# Dog obedience



## buckyboy (Dec 29, 2008)

When hunting my dog won't come to me. Do you have any suggestions how to break him from taking off?


----------



## ODB (Nov 30, 2008)

Buy an good e-collar and pu the dog through Mike Lardys collar conditioning program


----------



## buckyboy (Dec 29, 2008)

hey thanx for the advice i'm going to find this progeam and use it. do you know any made for training a rabbit dog? :beer:


----------



## taddy1340 (Dec 10, 2004)

buckyboy said:


> hey thanx for the advice i'm going to find this progeam and use it. do you know any made for training a rabbit dog? :beer:


Regardless of the breed, ensure you get trained on the use of an e-collar before using it. Here's another reality...the e-collar is an extension of the leash...if your dog isn't put through sound OB before (or at least the "come/here" command in your case), that e-collar won't do anything for you. If you say "come" and pooch don't come to you and then shock the dog, he won't know what's going on. I've seen dogs run the other way, lay down and pizz themselves and worse.

I can't stress enough on the importance of properly training the dog before using the e-collar. Remember, that collar is an extension of the leash/check cord. Carefully consider your approach.

In short, you can teach come with a check cord and then eventually re-enforce with the e-collar, but you must start with the check cord.

Good luck and feel free to ask more!

Mike


----------



## buckyboy (Dec 29, 2008)

yes i do run a beagle. and also how would you train your dog the "come/here" command with a check cord? sorry about all the questions but i'm 16 and new to the hunting dog scene. thanx for all your help.


----------



## taddy1340 (Dec 10, 2004)

buckyboy said:


> yes i do run a beagle. and also how would you train your dog the "come/here" command with a check cord? sorry about all the questions but i'm 16 and new to the hunting dog scene. thanx for all your help.


Just google, "teaching a dog come with a check cord"...lots of information comes up.


----------



## ODB (Nov 30, 2008)

I totally agree Mike. The last thing you want to do is put a collar on and start zapping. The dog needs to know basic obedience first. The e-collar is a great tool but needs to be used very carefully. Learning you dog is very important soft, timid dogs can be ruined by to much pressure not saying a soft dog can't be a great dog they just need to be handled differently.
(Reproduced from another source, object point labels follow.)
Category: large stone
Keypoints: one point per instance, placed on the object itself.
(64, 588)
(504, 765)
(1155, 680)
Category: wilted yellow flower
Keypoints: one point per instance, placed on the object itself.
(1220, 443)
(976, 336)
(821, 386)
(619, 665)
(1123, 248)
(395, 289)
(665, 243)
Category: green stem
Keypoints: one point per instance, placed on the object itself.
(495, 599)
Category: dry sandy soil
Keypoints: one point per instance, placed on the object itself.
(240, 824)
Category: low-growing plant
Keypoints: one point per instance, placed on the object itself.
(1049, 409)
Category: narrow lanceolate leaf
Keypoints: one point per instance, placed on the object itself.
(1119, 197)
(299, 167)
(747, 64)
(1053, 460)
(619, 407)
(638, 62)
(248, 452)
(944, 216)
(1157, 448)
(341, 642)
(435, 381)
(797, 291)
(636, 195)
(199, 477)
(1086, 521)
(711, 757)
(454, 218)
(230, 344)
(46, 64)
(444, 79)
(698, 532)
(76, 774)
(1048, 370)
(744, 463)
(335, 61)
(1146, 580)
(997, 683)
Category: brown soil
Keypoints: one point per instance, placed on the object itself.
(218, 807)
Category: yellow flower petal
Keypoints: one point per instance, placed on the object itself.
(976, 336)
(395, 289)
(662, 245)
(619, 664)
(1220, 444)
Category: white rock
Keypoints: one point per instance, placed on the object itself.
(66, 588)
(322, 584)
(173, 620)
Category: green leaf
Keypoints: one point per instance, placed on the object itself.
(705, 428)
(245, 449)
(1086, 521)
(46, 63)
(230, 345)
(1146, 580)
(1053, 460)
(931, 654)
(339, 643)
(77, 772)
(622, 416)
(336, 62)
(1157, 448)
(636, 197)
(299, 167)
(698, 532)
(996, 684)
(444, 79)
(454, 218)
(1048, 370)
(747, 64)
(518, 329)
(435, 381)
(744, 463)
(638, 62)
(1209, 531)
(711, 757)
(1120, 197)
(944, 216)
Eventually the dog will figure out that you don't have control without the checkcord this is when it is nice to have his hearing aid on.


----------



## Bobm (Aug 26, 2003)

buckyboy said:


> yes i do run a beagle. and also how would you train your dog the "come/here" command with a check cord? sorry about all the questions but i'm 16 and new to the hunting dog scene. thanx for all your help.


Basically everytime you take the dog for a walk you let him drag a 50 ft cord then only call him when you can reach the cord so you can force him GENTLY to come to you and then reward him with praise.

If you call him and he ignores you and you can't re-enforce your recall you are teaching him he can get away with ignoring you.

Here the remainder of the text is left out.